Week 1— FlashCards

Published in

AIN311 Fall 2022 Projects

3 min readNov 14, 2022

Hi, we are a two-student group that will be trying to create an ML model for their AIN311 course.

This is the first of the many blog posts we will publish regarding this project. Stay tuned for a new post every Sunday.

Introduction

As everybody knows AI changes our lives for the better day by day. As two AI Engineering students, we thought we could kill two birds with one stone and create a project for our course which could help us study better while saving us time. With these ideas in mind here is our project:

FlashCards

The project is basically a Question Generation (QG) system. Question Generation is a fundamental task in NLP. The model will generate questions with answers given a text.

Now let’s jump to the more technical stuff.

DataSets

For this project, we will be using two datasets with similar formats but different concepts. The reason behind choosing multiple datasets is to create a more diverse training set so that our model could perform better in real-world scenarios.

First DataSet is HarvestingQA (Du and Cardie, 2018) the one million paragraph-level QA-pairs dataset. For more information about the dataset please refer to Harvesting Paragraph-Level Question-Answer Pairs from Wikipedia

Since HarvestingQA is based on Wikipedia articles we think it is one of the most related datasets for educational QG systems.

The second one is TriviaQA which is a reading comprehension dataset containing over 650K question-answer-evidence triples. Here’s an example of the TriviaQA dataset:

These DataSets are less popular than other QA datasets(ex. SQuAD) but according to their papers also more challenging than them. [1][2]

Work Plan

So far we’ve decided on the goal of our project and the datasets we will use. Also, we examined the popular papers related to our project to give us an idea about the project's technical perspective and the steps ahead of us.[3][4].

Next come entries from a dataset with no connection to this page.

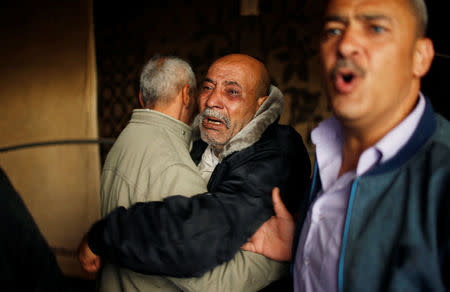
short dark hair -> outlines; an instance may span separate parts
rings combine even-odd
[[[428,26],[428,11],[424,0],[408,0],[416,18],[417,35],[425,36]]]

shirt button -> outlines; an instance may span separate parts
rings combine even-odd
[[[186,135],[186,131],[185,131],[185,130],[182,130],[182,131],[181,131],[181,135],[183,135],[183,136]]]
[[[319,220],[323,220],[323,215],[319,215]]]
[[[309,266],[310,260],[309,259],[305,259],[305,265]]]

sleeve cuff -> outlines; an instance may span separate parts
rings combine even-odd
[[[87,234],[88,245],[93,253],[102,256],[106,252],[106,244],[104,240],[105,220],[100,220],[92,225]]]

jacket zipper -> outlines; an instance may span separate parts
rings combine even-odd
[[[314,190],[316,188],[317,174],[318,174],[318,166],[317,166],[317,163],[314,163],[313,179],[311,182],[311,190],[309,191],[308,210],[309,210],[309,207],[311,206],[311,203],[313,200],[313,194],[314,194]]]
[[[352,214],[353,201],[355,200],[356,187],[358,185],[359,177],[356,177],[352,184],[352,191],[350,193],[350,198],[348,201],[347,215],[345,216],[345,226],[344,235],[342,236],[342,246],[341,255],[339,257],[339,272],[338,272],[338,288],[339,292],[344,291],[344,258],[345,258],[345,247],[347,245],[348,229],[350,227],[350,217]]]

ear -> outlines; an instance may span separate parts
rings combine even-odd
[[[186,84],[185,86],[183,86],[183,88],[181,89],[181,97],[183,99],[183,104],[185,106],[189,106],[190,102],[191,102],[191,98],[194,98],[193,96],[191,96],[191,94],[189,93],[190,91],[190,87],[189,84]]]
[[[142,108],[145,108],[144,101],[142,100],[142,92],[139,90],[139,103],[141,104]]]
[[[260,97],[258,97],[258,98],[256,99],[256,104],[257,104],[256,110],[259,109],[259,107],[266,101],[266,99],[267,99],[268,97],[269,97],[269,96],[266,95],[266,96],[260,96]]]
[[[434,58],[433,42],[429,38],[419,38],[414,48],[413,76],[423,77],[430,69]]]

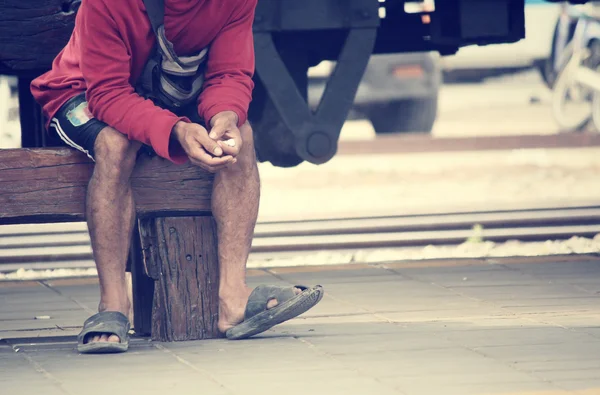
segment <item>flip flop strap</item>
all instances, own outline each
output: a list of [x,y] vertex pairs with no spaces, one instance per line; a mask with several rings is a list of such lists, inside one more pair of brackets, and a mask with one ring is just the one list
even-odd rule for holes
[[271,299],[277,299],[278,304],[290,300],[296,296],[294,288],[295,287],[279,287],[276,285],[259,285],[254,288],[248,298],[244,319],[247,320],[258,313],[267,310],[267,304]]
[[77,341],[83,344],[85,337],[90,333],[110,333],[117,335],[123,343],[128,336],[129,328],[129,319],[124,314],[118,311],[103,311],[94,314],[84,322]]

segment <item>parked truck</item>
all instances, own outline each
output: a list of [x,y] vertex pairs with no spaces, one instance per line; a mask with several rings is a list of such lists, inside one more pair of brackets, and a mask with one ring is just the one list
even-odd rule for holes
[[[68,41],[81,1],[0,2],[0,74],[19,77],[24,147],[47,144],[29,83]],[[330,160],[371,55],[444,56],[465,45],[524,36],[524,0],[259,0],[249,113],[258,158],[281,167]],[[324,60],[334,61],[335,69],[311,108],[308,70]],[[398,107],[397,116],[403,111]]]

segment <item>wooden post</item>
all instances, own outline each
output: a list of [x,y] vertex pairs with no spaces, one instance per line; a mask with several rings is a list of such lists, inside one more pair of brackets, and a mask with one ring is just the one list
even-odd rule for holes
[[148,277],[138,226],[134,226],[129,252],[129,270],[133,285],[133,329],[138,336],[152,333],[152,301],[154,299],[154,279]]
[[219,260],[214,218],[167,217],[140,221],[142,251],[155,279],[152,339],[222,337]]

The next step for us is to improve our knowledge in the NLP field and research the language models for NLP (exp. BERT, GPT2, T5) in more detail.

In the next week, we will be sharing the results of the next step. See you.

İlkim İclal Aydoğan

Görkem Kola

References:

[1] Du, X., & Cardie, C. (2018, May 15). Harvesting paragraph-level question-answer pairs from Wikipedia. arXiv.org. Retrieved November 14, 2022, from https://arxiv.org/abs/1805.05942

[2]Joshi, M., Choi, E., Weld, D. S., & Zettlemoyer, L. (2017, May 13). Triviaqa: A large scale distantly supervised challenge dataset for reading comprehension. arXiv.org. Retrieved November 14, 2022, from https://arxiv.org/abs/1705.03551v2

[3]Pranav Rajpurkar, Jian Zhang, Konstantin Lopyrev, and Percy Liang. 2016. SQuAD: 100,000+ Questions for Machine Comprehension of Text. In Proceedings of the 2016 Conference on Empirical Methods in Natural Language Processing, pages 2383–2392, Austin, Texas. Association for Computational Linguistics.

[4]Tang, Duyu & Duan, Nan & Qin, Tao & Zhou, Ming. (2017). Question Answering and Question Generation as Dual Tasks.